In 2025, the structure of the official import statistics changed abruptly. Computer assemblies, routers, integrated circuits, video cameras, radio components, frequency generators, radar technology, navigation equipment, electric motors, and equipment for chip manufacturing disappeared from the leading positions. Drilling machines, industrial furnaces, and other heavy equipment also no longer appear. In total, around 180 positions for which deliveries have officially fallen to zero. In every single case, this concerns technology whose export to Russia is restricted by Western decisions. Yet in the first three months of 2025 alone, goods worth more than 5.7 billion dollars were imported that fall under these restrictions. Analysis of the monthly customs reports shows that the corresponding codes disappeared from the so called mirror at the end of 2024. Three features stand out: the simultaneous removal of all positions, the continued existence of highly specialized import firms, and the complete absence of these goods from the statistics of the following year. Taken together, this points to a deliberate, large scale corruption of the register. Technically, much suggests that when customs declarations for these goods are processed, the information is simply no longer stored on the central customs servers. Other goods continue to appear properly in the database. This is therefore not a system failure, but a selective decision. The conspiracy is banal, but effective. The consequences extend far beyond sanctions policy. If this data basis becomes unusable, state planning loses its foundation. Forecasts of industrial development become guesswork. Rosstat will continue to deliver figures that no one can seriously verify.
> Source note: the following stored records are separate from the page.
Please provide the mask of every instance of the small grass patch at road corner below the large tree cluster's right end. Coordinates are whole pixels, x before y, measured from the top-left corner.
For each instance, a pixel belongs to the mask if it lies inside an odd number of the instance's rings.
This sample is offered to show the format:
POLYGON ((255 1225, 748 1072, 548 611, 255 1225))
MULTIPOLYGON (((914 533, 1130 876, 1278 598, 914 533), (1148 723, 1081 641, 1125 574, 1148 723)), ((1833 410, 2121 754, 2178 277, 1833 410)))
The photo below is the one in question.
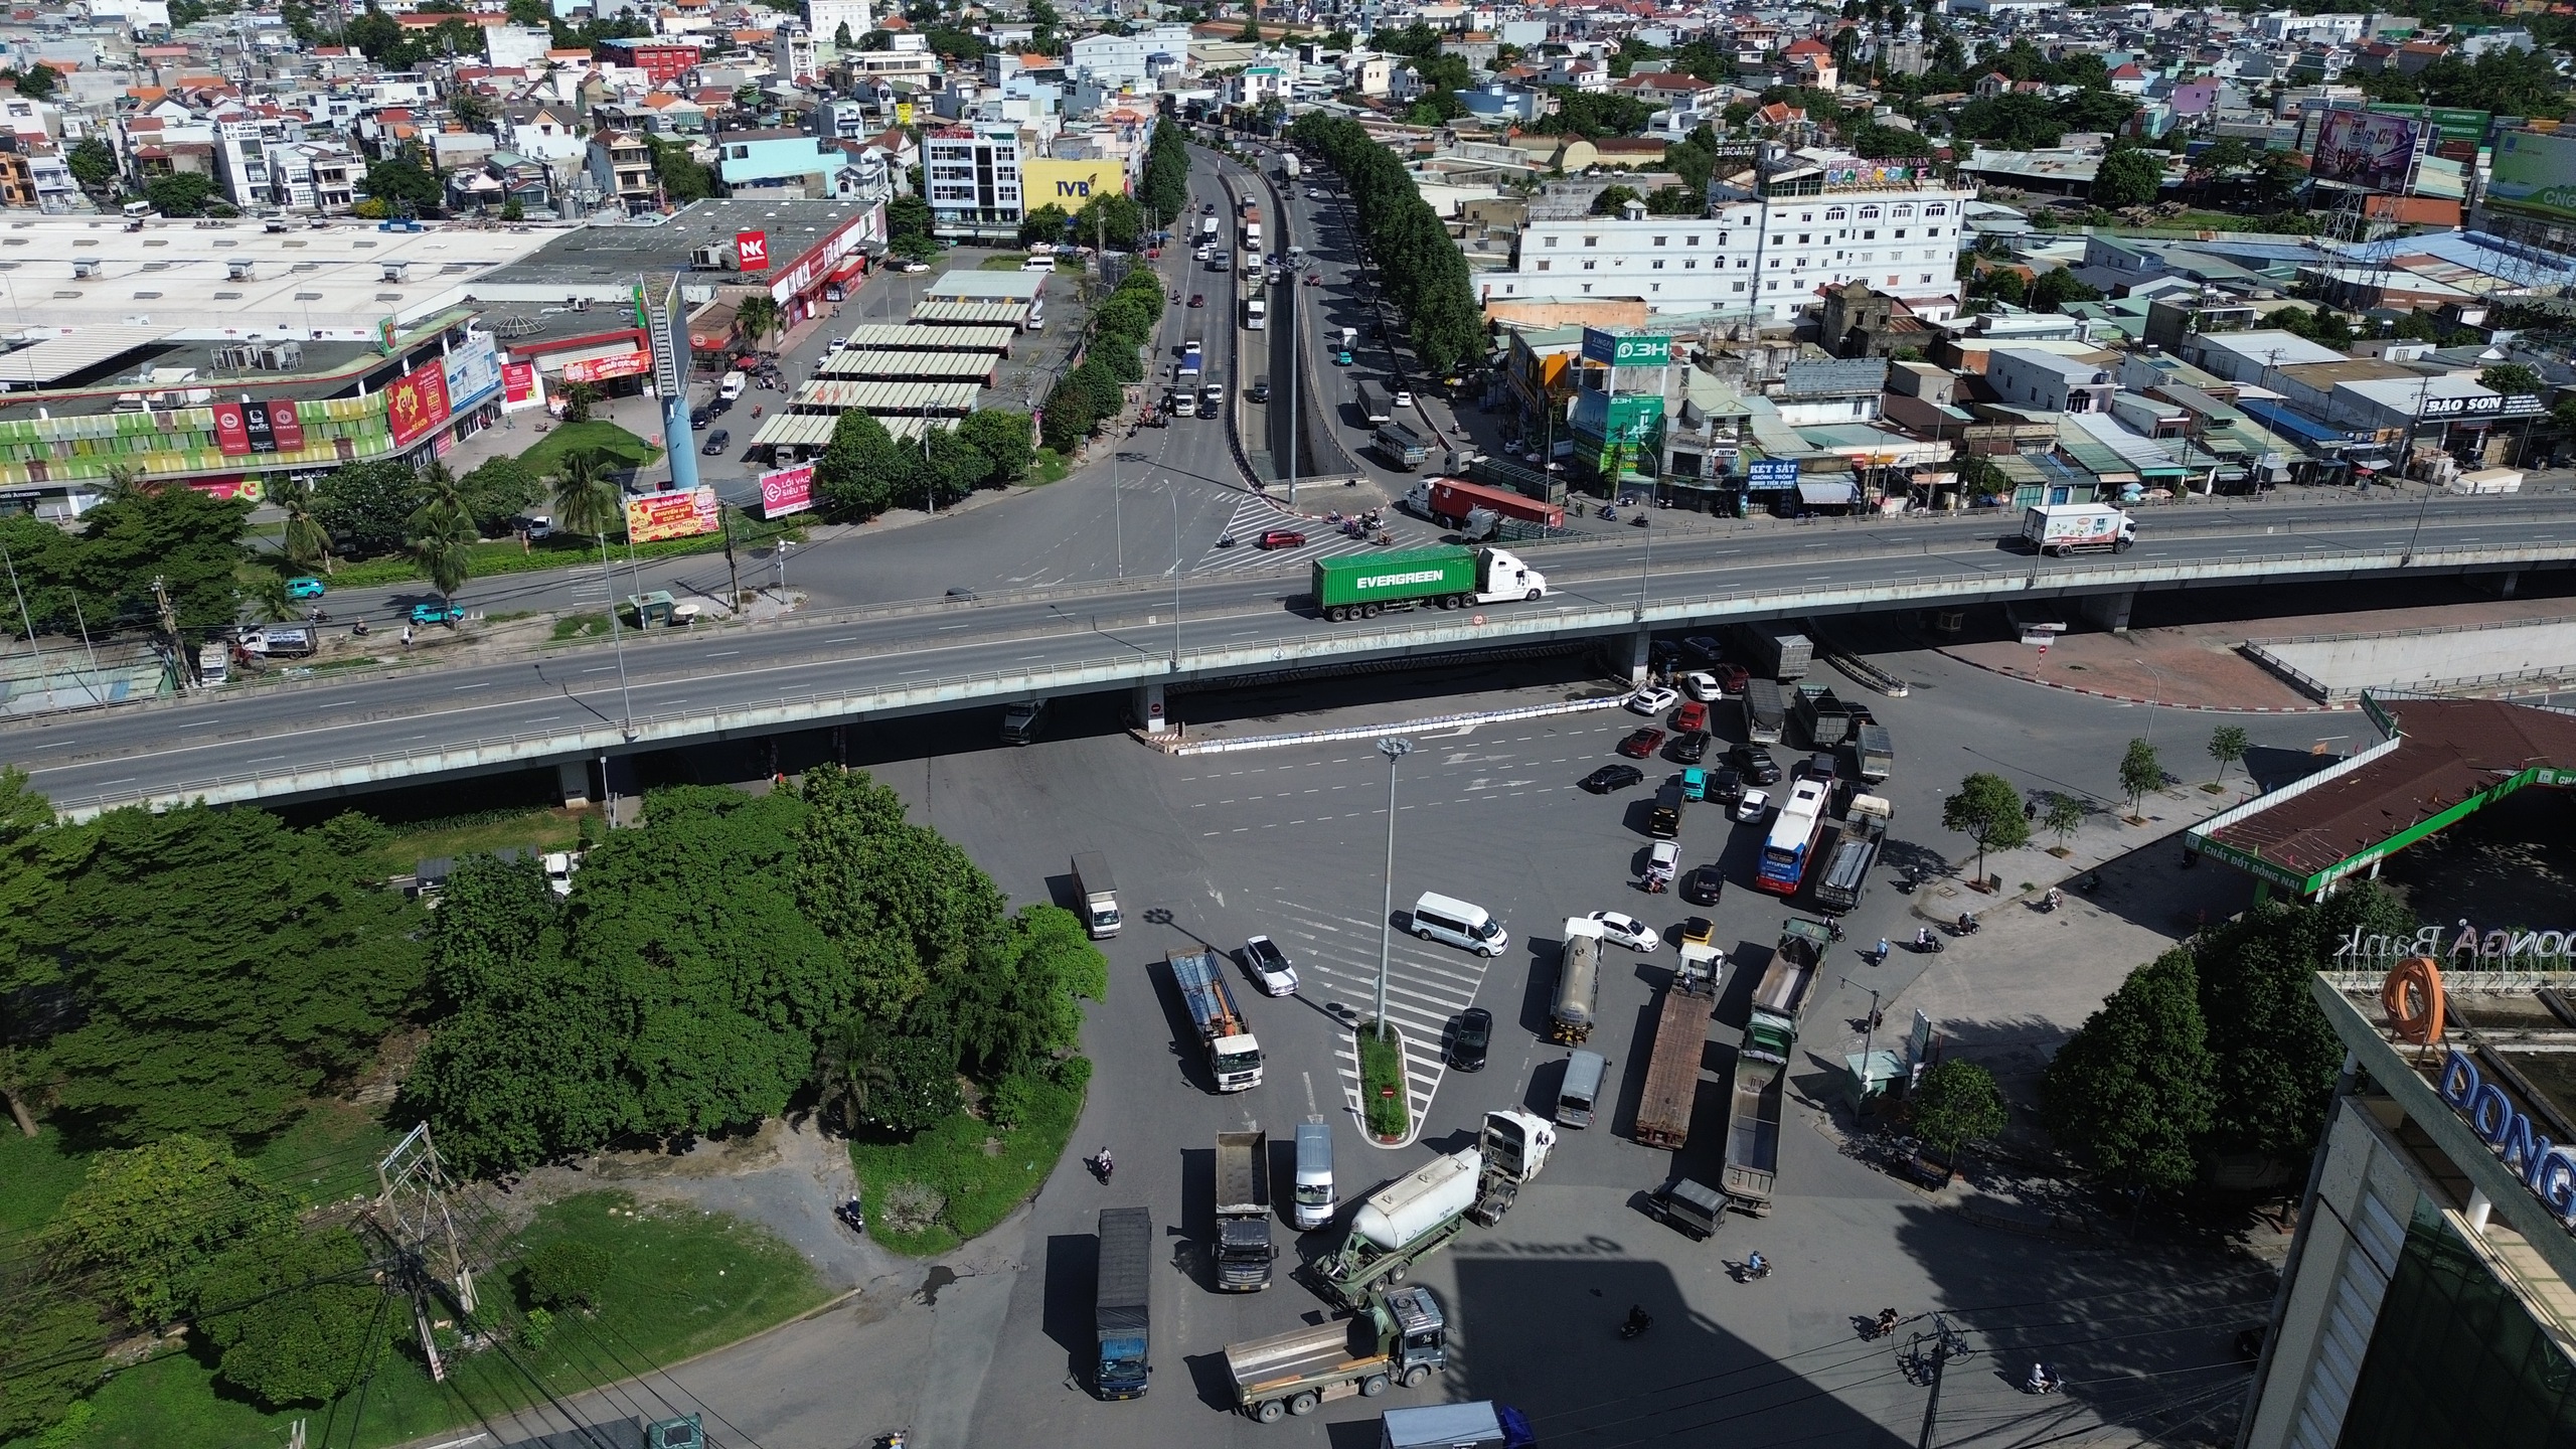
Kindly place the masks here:
POLYGON ((930 1258, 989 1232, 1056 1171, 1090 1078, 1087 1057, 1051 1078, 1005 1078, 987 1101, 1015 1116, 1010 1127, 956 1111, 909 1142, 850 1142, 868 1235, 930 1258))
Research institutes dealing with the economy and production are operating blind. And ministries lack reliable information for decisions that have real consequences.

The attempt to circumvent sanctions thus comes at a high price. It undermines the state’s ability to understand itself. In the short term, invisibility may be useful. In the long term, it damages governance, analysis, and credibility. What is disappearing here are not only data sets. It is the claim to still be able to rationally comprehend one’s own economy.